La première consiste à approfondir certaines mesures comptables qui sont aujourd’hui restrictives. L’immatériel est plus difficile à mesurer. Les professionnels du chiffre sont donc prudents sur sa comptabilisation. Il y a probablement des progrès à faire dans ce domaine.

Ensuite, seconde voie : concevoir un cadre de reporting probablement para-financier qui fasse état des grandeurs significatives des activités immatérielles, par exemple le volume des données collectées ou échangées. Il faut également considérer l’aspect gestion du talent : les frais de personnel sont pour l’essentiel comptabilisés en charges alors pour ces entreprises du numérique, le talent constitue probablement un des actifs principaux.

Le talent et la donnée sont les ingrédients de l’économie numérique.

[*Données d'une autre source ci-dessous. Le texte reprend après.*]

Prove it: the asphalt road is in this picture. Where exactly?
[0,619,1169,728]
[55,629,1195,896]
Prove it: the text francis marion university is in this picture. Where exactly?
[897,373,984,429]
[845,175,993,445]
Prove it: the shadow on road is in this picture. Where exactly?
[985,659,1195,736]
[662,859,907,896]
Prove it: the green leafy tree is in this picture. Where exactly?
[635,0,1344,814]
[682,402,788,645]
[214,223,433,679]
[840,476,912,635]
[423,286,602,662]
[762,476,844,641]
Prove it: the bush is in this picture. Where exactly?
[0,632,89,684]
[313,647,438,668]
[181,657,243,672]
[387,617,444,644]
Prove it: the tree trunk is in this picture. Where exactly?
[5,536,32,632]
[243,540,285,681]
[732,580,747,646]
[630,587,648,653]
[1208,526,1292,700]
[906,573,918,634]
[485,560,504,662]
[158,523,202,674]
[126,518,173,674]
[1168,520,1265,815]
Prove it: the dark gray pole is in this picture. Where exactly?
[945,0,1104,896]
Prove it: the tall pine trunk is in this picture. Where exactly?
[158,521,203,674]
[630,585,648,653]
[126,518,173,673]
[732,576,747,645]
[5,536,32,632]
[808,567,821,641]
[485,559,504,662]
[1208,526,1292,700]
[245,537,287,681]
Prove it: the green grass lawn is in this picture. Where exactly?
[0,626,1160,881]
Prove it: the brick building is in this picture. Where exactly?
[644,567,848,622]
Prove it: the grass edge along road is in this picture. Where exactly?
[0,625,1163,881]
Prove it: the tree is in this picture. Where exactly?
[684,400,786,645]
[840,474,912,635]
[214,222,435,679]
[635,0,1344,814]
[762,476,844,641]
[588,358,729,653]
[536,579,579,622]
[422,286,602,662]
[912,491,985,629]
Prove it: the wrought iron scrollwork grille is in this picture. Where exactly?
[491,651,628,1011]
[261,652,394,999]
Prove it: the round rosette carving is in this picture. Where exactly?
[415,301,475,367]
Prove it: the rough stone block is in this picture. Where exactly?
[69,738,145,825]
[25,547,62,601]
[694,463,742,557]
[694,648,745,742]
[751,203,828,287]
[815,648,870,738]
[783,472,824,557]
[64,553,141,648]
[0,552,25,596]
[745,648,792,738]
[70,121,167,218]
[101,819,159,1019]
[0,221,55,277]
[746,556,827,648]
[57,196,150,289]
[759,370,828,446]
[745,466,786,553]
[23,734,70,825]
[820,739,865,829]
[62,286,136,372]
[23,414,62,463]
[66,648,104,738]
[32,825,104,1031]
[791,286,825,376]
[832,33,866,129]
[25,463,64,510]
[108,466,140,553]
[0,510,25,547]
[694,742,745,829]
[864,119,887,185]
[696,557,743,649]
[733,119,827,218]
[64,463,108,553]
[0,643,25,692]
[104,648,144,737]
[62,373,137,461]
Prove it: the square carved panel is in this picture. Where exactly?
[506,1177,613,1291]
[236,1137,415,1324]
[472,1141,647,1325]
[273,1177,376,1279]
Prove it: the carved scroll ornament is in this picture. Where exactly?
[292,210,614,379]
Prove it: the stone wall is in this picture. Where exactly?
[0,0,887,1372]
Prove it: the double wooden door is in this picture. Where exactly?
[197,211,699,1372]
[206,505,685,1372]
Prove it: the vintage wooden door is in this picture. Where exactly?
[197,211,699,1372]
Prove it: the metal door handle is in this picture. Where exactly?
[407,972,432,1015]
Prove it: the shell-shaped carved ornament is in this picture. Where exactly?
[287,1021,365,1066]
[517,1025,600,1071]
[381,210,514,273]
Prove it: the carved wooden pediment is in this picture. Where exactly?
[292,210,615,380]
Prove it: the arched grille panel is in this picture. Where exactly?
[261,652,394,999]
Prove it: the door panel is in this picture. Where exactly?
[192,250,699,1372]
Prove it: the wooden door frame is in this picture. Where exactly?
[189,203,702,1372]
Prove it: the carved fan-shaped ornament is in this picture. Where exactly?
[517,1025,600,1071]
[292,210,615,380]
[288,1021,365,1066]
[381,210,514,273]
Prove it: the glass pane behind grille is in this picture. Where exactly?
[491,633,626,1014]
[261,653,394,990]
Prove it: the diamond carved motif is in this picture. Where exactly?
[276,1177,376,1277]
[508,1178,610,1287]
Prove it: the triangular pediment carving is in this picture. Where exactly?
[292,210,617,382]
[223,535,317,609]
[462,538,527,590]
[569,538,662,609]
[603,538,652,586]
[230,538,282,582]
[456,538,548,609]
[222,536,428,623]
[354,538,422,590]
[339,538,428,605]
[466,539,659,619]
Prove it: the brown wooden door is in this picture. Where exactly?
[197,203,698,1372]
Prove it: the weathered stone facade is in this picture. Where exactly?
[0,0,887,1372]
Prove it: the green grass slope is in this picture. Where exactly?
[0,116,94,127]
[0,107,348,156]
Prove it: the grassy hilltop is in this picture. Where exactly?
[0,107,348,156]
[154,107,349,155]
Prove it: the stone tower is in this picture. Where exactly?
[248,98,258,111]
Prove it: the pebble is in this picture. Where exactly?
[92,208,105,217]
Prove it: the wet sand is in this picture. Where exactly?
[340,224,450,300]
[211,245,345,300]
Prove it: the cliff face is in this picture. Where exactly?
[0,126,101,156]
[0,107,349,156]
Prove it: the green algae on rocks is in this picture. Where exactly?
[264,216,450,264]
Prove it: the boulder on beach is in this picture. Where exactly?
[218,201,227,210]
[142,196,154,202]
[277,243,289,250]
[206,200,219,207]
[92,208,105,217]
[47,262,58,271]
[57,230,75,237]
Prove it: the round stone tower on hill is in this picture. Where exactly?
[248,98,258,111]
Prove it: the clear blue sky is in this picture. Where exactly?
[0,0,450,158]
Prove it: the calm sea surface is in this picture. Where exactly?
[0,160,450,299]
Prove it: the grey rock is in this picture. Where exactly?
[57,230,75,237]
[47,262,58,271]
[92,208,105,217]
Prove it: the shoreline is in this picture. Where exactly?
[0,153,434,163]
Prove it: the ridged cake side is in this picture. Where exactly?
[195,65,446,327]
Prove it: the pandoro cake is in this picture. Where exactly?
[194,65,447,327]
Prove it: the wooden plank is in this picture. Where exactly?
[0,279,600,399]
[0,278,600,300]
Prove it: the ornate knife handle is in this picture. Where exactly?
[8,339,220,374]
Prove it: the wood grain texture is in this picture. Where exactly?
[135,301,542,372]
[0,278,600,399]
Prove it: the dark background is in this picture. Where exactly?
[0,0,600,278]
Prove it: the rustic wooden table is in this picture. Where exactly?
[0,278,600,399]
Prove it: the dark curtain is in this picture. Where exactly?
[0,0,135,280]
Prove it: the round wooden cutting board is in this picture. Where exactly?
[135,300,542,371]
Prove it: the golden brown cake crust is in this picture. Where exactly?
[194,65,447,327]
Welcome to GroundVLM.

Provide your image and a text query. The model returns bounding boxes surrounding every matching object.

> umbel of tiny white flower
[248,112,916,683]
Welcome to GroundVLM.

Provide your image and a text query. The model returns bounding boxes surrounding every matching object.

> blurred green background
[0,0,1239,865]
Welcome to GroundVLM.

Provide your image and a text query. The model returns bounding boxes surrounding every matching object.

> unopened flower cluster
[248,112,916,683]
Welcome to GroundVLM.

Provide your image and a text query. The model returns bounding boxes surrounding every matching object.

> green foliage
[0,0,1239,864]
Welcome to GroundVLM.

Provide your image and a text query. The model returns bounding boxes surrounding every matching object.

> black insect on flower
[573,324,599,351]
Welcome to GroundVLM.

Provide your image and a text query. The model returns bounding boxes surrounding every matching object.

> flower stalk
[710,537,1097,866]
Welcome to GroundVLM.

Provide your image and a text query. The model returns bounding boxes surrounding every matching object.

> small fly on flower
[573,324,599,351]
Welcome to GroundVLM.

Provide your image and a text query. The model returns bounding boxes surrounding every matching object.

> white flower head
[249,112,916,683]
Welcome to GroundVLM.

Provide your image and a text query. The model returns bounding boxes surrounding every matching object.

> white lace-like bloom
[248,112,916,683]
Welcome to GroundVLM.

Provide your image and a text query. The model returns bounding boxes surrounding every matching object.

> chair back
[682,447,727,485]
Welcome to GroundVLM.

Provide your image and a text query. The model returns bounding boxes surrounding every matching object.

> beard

Pour finir, quels sont les projets de l’ANC pour promouvoir et encourager encore davantage la recherche comptable à l’avenir ?

Chaque année, nous avons nos Etats généraux, donc je vous donne rendez-vous en décembre 2018 ! Nous n’avons pas encore choisi le thème, nous avons aujourd’hui une bonne vingtaine de projets en cours. Personnellement, je suis attaché à la mesure de l’immatériel, à l’information para-financière. Je suis également sensible aux éléments du cadre conceptuel.